The present study adds two disease-associated Alu insertion-associated deletions to the few published previously.5, 6, 7, 8, 9, 10 Although we cannot completely rule out the possibility of two independent two-step events, we suggest that both aberrations can be traced back to a shared primary Alu retrotransposition event. This interpretation is based on (i) identity of the region harboring the presumed integration; (ii) involvement of AluYb8 as one of the most active Alu subfamilies;16 (iii) presence of a classical L1-endonuclease site;16 (iv) the sequence representing the potential target site duplication to be of the typical size of 16 bp;16 and (v) the rarity of the haplotype on which both variants reside. The fact that previous genome-wide studies did not identify the corresponding polymorphic Alu insertion17 may be explained by the high genomic instability (mediation of two different deletions!) obviously associated with its presence. The same argument may apply to the lack of alleles that carry only the presumed insertions for other Alu insertion-associated deletions. The absence of such ‘missing links’ has been used to argue for a one-step mutational mechanism,4 whereas our data provide indirect evidence that they can temporarily exist. They would, however, be under strong negative selection due to representing the far end of a spectrum of Alu insertions, with increasing potential to get involved in gene-inactivating rearrangements.

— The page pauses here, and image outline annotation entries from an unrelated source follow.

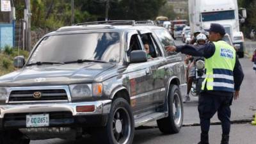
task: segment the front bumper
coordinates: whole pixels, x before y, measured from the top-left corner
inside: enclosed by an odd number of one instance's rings
[[[77,112],[76,106],[95,106],[92,112]],[[111,100],[77,103],[0,105],[0,129],[26,128],[26,115],[49,114],[49,127],[106,125]]]

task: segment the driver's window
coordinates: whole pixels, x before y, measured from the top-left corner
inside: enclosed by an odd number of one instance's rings
[[[141,44],[138,39],[138,34],[133,35],[131,36],[129,49],[127,51],[127,56],[130,56],[131,52],[135,50],[141,50]]]

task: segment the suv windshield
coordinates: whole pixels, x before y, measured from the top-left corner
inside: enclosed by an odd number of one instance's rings
[[[229,20],[235,19],[234,10],[214,12],[202,13],[203,22]]]
[[[118,33],[49,36],[40,42],[28,64],[38,61],[64,63],[77,60],[118,62],[120,42]]]
[[[186,25],[175,25],[174,26],[175,31],[182,31]]]

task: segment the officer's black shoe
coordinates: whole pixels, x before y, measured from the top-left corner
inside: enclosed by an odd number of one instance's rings
[[[221,143],[220,144],[228,144],[229,135],[222,134]]]
[[[201,134],[201,141],[198,144],[209,144],[209,136],[207,134]]]

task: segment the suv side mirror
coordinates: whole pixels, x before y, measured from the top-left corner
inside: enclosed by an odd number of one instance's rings
[[[16,68],[22,68],[25,65],[25,58],[24,56],[19,56],[14,58],[13,65]]]
[[[135,50],[131,52],[130,63],[143,63],[147,61],[147,53],[143,50]]]

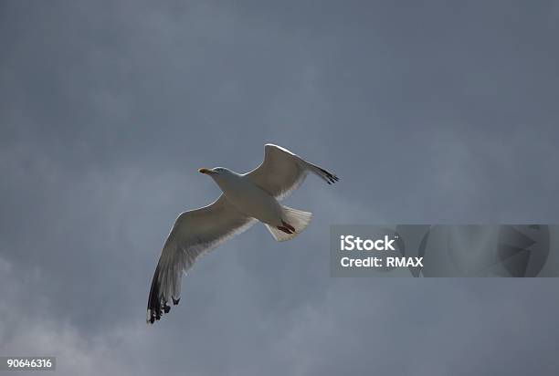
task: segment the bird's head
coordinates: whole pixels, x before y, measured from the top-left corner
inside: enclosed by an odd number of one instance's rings
[[[227,170],[225,167],[215,167],[213,169],[199,169],[198,172],[209,175],[213,178],[216,178],[218,176],[227,176],[232,173],[230,170]]]

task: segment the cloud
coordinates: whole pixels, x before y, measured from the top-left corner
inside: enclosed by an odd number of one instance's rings
[[[4,5],[0,353],[69,375],[554,374],[553,279],[329,277],[333,224],[557,220],[554,10],[455,7]],[[219,193],[196,169],[246,172],[269,141],[341,183],[286,202],[315,214],[292,242],[257,225],[205,256],[147,328],[173,221]]]

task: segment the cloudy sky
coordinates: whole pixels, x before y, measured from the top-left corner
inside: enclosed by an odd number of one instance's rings
[[[2,1],[0,355],[60,375],[556,374],[559,282],[329,277],[332,224],[559,222],[559,3]],[[199,167],[342,178],[145,325]]]

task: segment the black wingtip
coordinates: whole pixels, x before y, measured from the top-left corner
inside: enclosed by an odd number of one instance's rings
[[[153,273],[153,279],[152,280],[152,287],[150,288],[150,296],[148,298],[148,324],[153,324],[155,321],[160,320],[163,313],[169,313],[171,310],[171,306],[167,305],[167,301],[161,296],[160,273],[161,270],[159,266],[157,266],[155,273]],[[172,298],[173,304],[177,305],[180,298],[177,299]]]

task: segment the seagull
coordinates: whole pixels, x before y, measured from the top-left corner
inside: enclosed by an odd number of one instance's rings
[[[311,213],[281,205],[312,172],[332,184],[339,178],[280,146],[264,146],[264,162],[247,173],[224,167],[199,169],[214,179],[222,194],[214,203],[182,213],[164,243],[148,298],[147,323],[177,305],[181,279],[196,258],[259,221],[279,242],[290,240],[307,227]]]

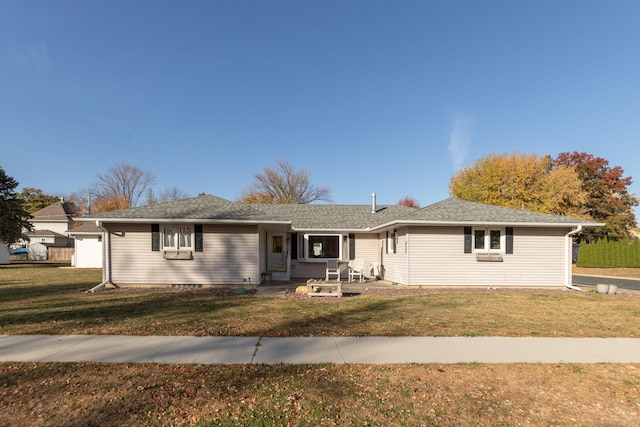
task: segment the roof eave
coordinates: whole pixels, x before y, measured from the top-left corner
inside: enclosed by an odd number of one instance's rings
[[[408,225],[428,225],[428,226],[517,226],[517,227],[602,227],[604,223],[580,223],[580,222],[517,222],[517,221],[425,221],[425,220],[413,220],[413,221],[390,221],[386,224],[373,227],[370,231],[384,230],[389,227]]]

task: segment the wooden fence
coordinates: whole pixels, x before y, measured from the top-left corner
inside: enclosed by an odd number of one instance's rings
[[[49,248],[48,259],[51,261],[71,261],[73,248]]]

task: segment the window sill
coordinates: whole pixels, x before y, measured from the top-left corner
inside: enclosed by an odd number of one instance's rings
[[[476,252],[478,262],[502,262],[502,254],[497,252]]]
[[[193,259],[191,251],[164,251],[164,259]]]

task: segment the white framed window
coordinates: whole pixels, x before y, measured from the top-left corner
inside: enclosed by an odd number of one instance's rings
[[[499,228],[475,228],[473,230],[474,252],[504,252],[505,233]]]
[[[193,249],[193,227],[190,225],[166,225],[162,229],[162,248],[164,250]]]
[[[342,259],[342,234],[305,234],[298,238],[298,258]]]

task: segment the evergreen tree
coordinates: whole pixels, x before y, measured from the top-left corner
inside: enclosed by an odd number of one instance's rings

With the availability of MLPA, the fraction of copy number variants in the SPAST gene has been revealed as unusually high, and the gene’s high Alu content has been suggested as an explanation.18 Indeed, the majority of deletions previously resolved at sequence level involve Alus present in the introns, the 3′UTR, and the neighboring intergenic regions.19 The present study reveals that SPAST is still actively targeted by Alu retrotransposition. We show that an AluYb8, which was newly inserted into the intronic sequence, would have been involved in the two distinct deletions. On the basis of the degree of homology for the predicted breakpoints, one deletion would have occurred by non-homologous end joining, whereas the other would resemble the majority of previously resolved rearrangements by being based on non-allelic homologous recombination between corresponding parts of Alus.19

In summary, our findings add to the spectrum of mutational mechanisms responsible for SPAST deletions, confirm the pivotal role played by Alus, and reveal that Alu insertion-associated deletions may form by two temporally separated mutational steps.